We must have in mind that China is not a democracy and that most Chinese people are afraid of speaking their true meaning because if they do they most probably die.

Cosmo said...

I've spent a great deal of time in China over the past decade and a half. Perhaps it's not only improved economic conditions, but a state-controlled media and entertainment apparatus which uniformly celebrates the nation, its people and its culture -- albeit, often to the point quite obvious propaganda and jingoism.

Conversely, media and entertainment industries in the West seem devoted to sensationalizing its shortcomings, aggravating grievances and nurturing discontent.

Also, with regard to respondents to any poll in China, it is useful to keep two things in mind. First, there is far more societal cohesion in China, especially when it comes to what is presented to others, especially foreigners -- which explains the nation's severe sensitivity about its image.

Second, unlike the mythical Bush-Cheney police state, there can still be consequences (although less likely today than in the past) in China for being critical of the government, or even being accused of doing so.

bw said...

P: your theory does not hold up. The 2002 poll had 48% satisfaction. So the chinese government of 2002 was more lenient than it is now ?

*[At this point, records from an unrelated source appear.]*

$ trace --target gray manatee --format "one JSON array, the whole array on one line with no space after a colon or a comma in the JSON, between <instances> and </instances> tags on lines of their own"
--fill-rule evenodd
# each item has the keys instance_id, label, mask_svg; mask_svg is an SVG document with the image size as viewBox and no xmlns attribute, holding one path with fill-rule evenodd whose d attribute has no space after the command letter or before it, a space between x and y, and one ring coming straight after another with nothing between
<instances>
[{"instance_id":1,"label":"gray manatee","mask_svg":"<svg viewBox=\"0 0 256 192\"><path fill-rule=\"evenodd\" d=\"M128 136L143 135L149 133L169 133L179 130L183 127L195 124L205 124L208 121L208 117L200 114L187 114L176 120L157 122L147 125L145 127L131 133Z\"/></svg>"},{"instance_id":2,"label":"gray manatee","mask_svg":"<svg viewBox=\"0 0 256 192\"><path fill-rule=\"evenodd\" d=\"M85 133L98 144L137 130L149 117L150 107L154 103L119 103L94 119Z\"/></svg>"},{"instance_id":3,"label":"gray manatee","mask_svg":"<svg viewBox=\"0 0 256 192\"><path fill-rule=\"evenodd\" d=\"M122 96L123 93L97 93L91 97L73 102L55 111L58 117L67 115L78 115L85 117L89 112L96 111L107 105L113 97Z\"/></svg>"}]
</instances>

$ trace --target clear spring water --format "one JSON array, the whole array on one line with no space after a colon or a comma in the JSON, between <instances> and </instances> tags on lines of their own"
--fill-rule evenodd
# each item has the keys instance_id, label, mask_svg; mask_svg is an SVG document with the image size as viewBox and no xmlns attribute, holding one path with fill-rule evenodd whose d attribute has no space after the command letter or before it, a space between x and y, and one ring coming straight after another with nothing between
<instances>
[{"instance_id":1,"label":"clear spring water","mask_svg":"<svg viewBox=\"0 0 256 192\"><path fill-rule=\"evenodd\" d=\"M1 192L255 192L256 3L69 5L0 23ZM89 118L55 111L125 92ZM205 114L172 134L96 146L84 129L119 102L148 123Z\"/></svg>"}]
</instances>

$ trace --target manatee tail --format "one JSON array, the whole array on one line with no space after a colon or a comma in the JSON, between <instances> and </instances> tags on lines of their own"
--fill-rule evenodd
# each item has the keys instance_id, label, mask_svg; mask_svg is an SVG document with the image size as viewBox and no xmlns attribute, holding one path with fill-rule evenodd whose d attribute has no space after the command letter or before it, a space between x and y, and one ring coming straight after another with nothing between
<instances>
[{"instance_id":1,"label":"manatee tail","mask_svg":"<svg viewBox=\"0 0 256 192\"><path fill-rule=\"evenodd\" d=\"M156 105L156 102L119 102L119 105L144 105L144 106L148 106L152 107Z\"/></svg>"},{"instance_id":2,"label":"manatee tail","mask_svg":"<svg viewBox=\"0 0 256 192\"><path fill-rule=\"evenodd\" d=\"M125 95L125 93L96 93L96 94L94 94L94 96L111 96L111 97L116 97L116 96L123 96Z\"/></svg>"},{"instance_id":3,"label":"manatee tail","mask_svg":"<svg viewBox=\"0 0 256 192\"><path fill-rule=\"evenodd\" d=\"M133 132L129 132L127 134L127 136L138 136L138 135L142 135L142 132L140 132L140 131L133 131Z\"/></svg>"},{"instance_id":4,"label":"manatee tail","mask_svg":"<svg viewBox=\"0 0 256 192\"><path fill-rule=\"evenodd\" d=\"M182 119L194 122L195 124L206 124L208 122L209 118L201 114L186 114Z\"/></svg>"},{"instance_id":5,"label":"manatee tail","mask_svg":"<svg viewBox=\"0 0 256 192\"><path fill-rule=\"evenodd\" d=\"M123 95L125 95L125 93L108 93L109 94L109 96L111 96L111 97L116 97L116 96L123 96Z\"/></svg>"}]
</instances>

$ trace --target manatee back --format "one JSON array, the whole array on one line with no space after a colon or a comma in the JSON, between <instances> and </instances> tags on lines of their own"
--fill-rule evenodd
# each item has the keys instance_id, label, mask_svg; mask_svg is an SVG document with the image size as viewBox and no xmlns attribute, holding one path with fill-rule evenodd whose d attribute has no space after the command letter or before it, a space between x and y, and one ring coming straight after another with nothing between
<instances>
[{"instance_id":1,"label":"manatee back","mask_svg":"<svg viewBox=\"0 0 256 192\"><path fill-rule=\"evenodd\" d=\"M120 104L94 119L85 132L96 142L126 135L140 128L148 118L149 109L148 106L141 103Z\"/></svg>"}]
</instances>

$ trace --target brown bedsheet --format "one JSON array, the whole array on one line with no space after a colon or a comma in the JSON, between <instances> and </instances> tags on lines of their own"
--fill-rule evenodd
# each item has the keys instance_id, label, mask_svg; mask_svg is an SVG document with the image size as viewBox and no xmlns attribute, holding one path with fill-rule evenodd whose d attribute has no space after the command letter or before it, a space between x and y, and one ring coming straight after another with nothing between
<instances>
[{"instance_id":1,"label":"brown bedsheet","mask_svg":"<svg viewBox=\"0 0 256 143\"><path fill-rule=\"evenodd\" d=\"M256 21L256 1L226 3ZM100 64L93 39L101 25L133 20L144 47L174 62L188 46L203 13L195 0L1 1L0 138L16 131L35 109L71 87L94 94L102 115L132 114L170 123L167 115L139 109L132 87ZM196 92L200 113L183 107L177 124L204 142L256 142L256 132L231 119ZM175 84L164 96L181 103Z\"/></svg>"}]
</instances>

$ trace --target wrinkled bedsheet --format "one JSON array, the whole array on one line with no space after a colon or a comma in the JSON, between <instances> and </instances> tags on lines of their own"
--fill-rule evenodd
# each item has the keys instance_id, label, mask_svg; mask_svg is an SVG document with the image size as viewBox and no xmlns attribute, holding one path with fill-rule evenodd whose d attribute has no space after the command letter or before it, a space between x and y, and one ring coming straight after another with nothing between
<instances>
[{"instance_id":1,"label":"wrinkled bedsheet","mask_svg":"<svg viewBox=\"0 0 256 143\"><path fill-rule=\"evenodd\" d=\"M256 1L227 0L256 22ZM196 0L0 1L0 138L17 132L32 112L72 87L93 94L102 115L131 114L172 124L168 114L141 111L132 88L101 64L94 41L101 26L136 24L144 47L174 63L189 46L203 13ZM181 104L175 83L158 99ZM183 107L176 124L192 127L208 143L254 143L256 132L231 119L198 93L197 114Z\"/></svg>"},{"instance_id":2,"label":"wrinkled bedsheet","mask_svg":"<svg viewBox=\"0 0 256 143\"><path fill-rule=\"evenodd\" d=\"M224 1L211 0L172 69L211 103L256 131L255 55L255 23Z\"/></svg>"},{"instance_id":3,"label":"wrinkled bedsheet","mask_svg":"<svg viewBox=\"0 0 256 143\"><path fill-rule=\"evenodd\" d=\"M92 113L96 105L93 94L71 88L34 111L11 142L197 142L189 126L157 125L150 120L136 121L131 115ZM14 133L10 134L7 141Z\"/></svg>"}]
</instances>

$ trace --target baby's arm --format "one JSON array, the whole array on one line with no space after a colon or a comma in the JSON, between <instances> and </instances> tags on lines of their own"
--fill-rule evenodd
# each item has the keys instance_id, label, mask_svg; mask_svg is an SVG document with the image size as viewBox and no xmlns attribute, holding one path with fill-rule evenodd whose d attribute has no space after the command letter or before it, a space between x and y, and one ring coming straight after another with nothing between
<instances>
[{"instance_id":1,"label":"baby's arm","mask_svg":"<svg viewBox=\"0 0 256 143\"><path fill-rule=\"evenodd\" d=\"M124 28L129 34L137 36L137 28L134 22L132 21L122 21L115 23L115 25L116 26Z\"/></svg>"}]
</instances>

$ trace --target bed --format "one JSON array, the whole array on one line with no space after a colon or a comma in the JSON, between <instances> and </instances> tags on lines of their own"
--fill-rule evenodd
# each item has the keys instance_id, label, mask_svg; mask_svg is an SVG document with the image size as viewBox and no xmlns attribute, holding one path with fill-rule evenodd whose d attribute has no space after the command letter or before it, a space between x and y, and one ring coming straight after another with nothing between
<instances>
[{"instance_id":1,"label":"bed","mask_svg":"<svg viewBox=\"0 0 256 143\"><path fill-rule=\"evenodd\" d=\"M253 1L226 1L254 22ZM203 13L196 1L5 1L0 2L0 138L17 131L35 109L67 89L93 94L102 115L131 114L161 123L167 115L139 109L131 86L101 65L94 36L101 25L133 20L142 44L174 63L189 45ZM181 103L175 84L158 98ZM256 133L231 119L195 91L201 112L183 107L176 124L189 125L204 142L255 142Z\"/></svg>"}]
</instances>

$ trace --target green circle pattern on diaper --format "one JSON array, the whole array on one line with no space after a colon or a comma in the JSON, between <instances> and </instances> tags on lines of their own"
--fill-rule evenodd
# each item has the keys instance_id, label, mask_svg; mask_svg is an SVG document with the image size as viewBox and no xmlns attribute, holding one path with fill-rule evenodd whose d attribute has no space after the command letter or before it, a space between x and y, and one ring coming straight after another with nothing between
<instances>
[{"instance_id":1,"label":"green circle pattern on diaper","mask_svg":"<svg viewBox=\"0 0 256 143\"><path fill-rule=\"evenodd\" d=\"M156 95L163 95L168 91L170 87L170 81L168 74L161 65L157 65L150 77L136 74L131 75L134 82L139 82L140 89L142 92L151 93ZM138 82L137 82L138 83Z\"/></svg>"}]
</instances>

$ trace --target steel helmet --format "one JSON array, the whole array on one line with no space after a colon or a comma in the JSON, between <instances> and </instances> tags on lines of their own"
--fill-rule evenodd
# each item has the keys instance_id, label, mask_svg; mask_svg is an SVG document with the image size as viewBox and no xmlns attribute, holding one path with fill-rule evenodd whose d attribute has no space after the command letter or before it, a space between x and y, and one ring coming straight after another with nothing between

China's government does not care or need to control the small stuff.

There are local village and local party elections

Just like the Federal government in the US is completely different from city or town councils.

China has control of media and journalists but does not squelch opinions that will not lead to anything.

kurt said...

The Chinese are happier these days because the Beijing government, despite its reputation in the West, does not much regulate the two real freedoms that people care about. The freedom to make as much money as you want and the freedom to get laid and generally have a good time. Indeed, the Beijing government probably encourages these freedoms more than the U.S. Every hotel that I have stayed at provides condoms in the room. Can you imagine the hoo-haa if a hotel in the U.S. did the same, especially in the "South"?

The Beijing government does maintain a tight grip on political expression. They will continue to do this as long as they can get away with it. However, as people have personal freedom and an ever rising economic freedoms and opportunities, they will largely be happy with the current state of affairs. There may or may not be problems when China hits a recession.

This is long term sustainable, by the way. Singapore is essentially a one-party city-state and has one of the highest standards of living in the world.

I thinks its funny to listen to Americans berate China for not having freedom. Both corporate and personal income taxes are lower in China than in the U.S. There is less regulation as well. Throw in the fact that they don't give a s**t about your sex life (unlike many anal-retentive Americans) and I would plausibly argue that they may even have more freedom than we do here.

I lived in Japan and Taiwan for 10 years. I go to China on business. The thing I like most about Asia is the complete lack of PC liberal-left people and christian right people. This is probably the best reason of all to like China and the rest of East Asia.